Late in the year 1858 a number of gold-seekers had gathered at the junction of Cherry Creek and the Platte River, on land which was then a part of the Territory of Kansas, but which now is within the State of Colorado. This settlement was known as Auraria, and by the first of November a number of cabins had been erected there.
On the evening of November 3, 1858, seven Masons, including William M. Slaughter, held an informal meeting in one of those cabins; and throughout the following winter these brethren and others continued to meet from time to time, having in mind the formation of a new Masonic Lodge at Auraria, provided the proper authorization could be obtained from some Grand Lodge.
Gold was discovered in May, 1859, in what is now Gilpin County, Colorado; and within a month thereafter several thousand men had rushed to the Gregory Diggings in that section of the country, and were engaged there or in the vicinity in a search for the precious metal.
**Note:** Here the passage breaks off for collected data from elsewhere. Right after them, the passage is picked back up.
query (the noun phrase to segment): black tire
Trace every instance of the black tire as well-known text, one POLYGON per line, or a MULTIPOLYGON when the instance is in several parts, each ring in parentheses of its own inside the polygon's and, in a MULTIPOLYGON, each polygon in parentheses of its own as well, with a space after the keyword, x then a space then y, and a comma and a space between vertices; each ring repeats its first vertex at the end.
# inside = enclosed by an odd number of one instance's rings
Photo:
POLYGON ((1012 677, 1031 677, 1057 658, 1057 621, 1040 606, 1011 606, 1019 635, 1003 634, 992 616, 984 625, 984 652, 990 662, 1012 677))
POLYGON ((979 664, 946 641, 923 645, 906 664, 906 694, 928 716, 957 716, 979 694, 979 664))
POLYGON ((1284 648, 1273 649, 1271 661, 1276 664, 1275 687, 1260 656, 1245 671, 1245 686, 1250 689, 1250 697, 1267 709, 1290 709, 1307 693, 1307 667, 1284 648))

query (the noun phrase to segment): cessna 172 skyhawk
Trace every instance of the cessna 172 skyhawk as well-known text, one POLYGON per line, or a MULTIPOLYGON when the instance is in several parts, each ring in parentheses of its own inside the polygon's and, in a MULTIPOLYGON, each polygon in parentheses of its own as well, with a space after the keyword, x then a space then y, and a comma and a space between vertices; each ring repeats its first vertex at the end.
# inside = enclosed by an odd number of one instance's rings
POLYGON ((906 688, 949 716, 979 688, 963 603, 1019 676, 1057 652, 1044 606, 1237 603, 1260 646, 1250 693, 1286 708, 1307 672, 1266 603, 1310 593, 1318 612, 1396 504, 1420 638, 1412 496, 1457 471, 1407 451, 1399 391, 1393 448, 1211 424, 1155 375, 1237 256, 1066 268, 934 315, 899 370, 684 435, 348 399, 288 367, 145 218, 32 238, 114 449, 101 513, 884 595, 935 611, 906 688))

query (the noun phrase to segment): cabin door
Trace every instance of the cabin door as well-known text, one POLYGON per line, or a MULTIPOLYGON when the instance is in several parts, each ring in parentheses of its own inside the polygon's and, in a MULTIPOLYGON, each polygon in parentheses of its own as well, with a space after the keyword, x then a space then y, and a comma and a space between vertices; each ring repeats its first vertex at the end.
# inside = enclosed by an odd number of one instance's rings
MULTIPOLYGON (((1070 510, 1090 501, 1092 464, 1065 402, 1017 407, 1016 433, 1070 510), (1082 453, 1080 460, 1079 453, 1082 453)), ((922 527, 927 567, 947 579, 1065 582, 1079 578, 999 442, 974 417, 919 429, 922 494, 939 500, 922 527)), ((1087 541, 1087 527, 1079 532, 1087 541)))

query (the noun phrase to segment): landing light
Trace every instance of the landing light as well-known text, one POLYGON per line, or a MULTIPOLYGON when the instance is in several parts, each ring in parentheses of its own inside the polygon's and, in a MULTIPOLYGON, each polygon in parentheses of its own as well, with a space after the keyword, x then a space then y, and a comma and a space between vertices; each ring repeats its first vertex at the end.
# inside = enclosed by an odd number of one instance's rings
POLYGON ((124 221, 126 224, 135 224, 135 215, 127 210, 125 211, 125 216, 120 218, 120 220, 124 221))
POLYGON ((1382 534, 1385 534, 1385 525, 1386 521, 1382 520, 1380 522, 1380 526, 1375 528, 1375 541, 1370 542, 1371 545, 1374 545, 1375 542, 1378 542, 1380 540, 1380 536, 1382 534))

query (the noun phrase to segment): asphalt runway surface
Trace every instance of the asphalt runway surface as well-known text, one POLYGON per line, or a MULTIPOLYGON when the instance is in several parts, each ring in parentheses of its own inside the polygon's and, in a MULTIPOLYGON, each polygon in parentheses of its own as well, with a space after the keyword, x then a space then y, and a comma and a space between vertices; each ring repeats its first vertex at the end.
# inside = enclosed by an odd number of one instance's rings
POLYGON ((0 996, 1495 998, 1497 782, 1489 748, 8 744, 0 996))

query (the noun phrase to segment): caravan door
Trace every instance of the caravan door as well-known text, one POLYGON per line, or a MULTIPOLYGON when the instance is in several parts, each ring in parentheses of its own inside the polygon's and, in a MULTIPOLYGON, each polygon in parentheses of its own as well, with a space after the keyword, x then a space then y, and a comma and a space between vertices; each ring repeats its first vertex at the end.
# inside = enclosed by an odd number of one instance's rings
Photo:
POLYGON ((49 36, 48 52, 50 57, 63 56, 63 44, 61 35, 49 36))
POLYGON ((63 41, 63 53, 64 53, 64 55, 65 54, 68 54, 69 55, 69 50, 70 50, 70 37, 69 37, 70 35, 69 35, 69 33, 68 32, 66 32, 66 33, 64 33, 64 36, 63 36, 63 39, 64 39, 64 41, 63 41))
Among them were many Masons (including some who had become acquainted by having participated in the Masonic meetings that had been held throughout the preceding winter at Auraria), a number of whom, after discussing the matter, reached the conclusion that it would be desirable to have a meeting place at the Gregory Diggings for members of the Masonic fraternity.
Accordingly, on June 12, 1859, a committee of three brethren preempted, as shown by an entry in Book A, page 59 of the records of the Gregory Mining District (now a part of the records of Gilpin County), a block of ground on which to erect a “Masonic Temple.”
Within a few days thereafter the building, which was of logs, “chinked and plastered with mud inside and out,” and about thirty feet square, was completed; and about the 20th of June, 1859, an informal, though tiled, meeting of more than two hundred Masons, known to the committee in charge to be such by information or examination, was held in what was probably the first “Masonic Temple” erected in the vast territory between the Missouri River and the Pacific Coast.
Some of those who participated in this meeting took prominent parts in the organization a few months later of the first Masonic Lodge in Colorado.
In 1929 the Most Worshipful Grand Lodge of Ancient Free and Accepted Masons of Colorado appointed a committee to investigate a proposal that the Grand Lodge erect a monument to mark the site of the first Masonic Temple (that is to say, a building used exclusively for Masonic purposes) in the State of Colorado. Later the Grand Lodge appropriated funds for the creation of such a monument, and appointed a committee to take charge of the work. Some delay was encountered in perfecting the title to the land, but the monument has been completed and it will be unveiled and dedicated on June 17, 1933.